Congress could draw out the administration on its GTMO closure plans.  The Bergdahl swap was probably a one-off situation.  The real question is whether the administration will use the logic of constitutional override to disregard the transfer restrictions on bringing GTMO detainees to the United States as part of closing GTMO.  If Congress worries about this, it should act in every setting – hearings, confirmations, letter requests to agencies, etc. – to tie down DOD and DOJ on this issue.  Congress might be comforted if it can get the administration to acknowledge that the logic of the Bergdahl disregard cannot extend to closing GTMO.  If it the administration fails to provide such assurances, Congress can assume that the administration is considering the possibility and Congress can accordingly ramp up the political heat significantly in response.  I would take the following exchange between Senator Cotton and Defense Secretary Carter (from Carter’s confirmation hearing) as an example of evasiveness that should invite closer scrutiny.

Sen. Cotton:  Can you assure us that in the future, Congress will always receive advance notification, as required by law, for future releases of Guantanamo prisoners?

Mr. Carter: I can assure you we will always abide by the law.  Absolutely, sir.

The reason this is a suspicion-inviting non-answer is that the administration claims to have abided by the law (in Article II) in ignoring the transfer restrictions in the Bergdahl context.

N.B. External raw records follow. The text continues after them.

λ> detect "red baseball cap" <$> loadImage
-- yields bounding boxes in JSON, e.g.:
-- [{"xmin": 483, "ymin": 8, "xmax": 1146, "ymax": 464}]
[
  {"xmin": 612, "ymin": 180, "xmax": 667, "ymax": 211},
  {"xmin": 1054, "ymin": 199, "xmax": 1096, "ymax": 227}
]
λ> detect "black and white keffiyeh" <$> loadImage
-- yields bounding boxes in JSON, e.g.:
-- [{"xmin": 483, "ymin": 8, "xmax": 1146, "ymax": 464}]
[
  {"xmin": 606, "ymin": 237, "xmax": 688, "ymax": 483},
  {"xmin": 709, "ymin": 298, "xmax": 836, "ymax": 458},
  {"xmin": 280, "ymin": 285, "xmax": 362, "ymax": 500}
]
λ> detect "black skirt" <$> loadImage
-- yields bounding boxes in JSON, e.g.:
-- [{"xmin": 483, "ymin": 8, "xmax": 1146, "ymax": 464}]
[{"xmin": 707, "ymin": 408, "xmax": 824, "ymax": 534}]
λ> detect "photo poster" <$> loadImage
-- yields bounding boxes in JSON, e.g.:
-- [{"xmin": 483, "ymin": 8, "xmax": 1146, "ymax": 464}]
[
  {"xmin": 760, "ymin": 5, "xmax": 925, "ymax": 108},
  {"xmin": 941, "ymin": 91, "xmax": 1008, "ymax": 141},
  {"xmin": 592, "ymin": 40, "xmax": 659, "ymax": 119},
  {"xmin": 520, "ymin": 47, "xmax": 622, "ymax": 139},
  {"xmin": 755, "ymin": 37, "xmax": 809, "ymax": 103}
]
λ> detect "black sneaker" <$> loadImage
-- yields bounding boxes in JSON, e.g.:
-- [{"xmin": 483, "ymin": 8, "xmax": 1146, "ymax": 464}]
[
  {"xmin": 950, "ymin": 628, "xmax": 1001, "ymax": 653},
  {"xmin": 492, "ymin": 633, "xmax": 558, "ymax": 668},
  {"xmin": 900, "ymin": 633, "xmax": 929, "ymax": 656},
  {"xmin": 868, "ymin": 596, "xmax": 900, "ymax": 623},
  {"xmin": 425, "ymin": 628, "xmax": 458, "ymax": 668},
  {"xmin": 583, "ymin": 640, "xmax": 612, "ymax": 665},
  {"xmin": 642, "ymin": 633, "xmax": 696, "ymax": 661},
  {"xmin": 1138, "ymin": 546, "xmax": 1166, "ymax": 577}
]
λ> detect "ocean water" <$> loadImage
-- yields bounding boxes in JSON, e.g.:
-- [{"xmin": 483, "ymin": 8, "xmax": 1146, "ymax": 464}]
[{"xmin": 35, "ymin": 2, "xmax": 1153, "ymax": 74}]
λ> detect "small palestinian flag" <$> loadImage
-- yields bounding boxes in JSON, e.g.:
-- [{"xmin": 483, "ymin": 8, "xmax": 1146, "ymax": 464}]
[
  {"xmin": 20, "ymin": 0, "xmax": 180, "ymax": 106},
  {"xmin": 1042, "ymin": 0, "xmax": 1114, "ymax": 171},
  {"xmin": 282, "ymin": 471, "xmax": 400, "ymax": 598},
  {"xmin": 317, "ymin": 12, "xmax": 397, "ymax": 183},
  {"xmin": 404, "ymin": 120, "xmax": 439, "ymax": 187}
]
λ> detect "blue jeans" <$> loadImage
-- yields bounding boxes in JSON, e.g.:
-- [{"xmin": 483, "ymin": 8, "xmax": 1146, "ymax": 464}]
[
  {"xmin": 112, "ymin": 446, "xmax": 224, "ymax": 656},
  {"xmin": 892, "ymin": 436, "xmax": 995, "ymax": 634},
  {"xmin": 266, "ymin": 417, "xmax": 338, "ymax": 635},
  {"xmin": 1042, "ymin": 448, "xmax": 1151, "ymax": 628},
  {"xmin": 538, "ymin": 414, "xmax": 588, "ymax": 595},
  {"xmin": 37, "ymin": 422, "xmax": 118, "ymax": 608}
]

Above all, Congress can exercise enormous leverage through its authorization and appropriations powers.  To the extent that the administration does not give Congress clear and satisfactory answers to the questions above, Congress – controlled in both Houses by Republicans – can wield significant power through the annual defense authorization act and through appropriations.  I am not talking about more legal restrictions, either directly or tied to appropriations.  I am talking about not giving DOD some of the important goodies it might want.  That is hard ball, of course, and it comes in a national security context.  The point is simply that if Congress feels strongly enough about the issue, it has plenty of options.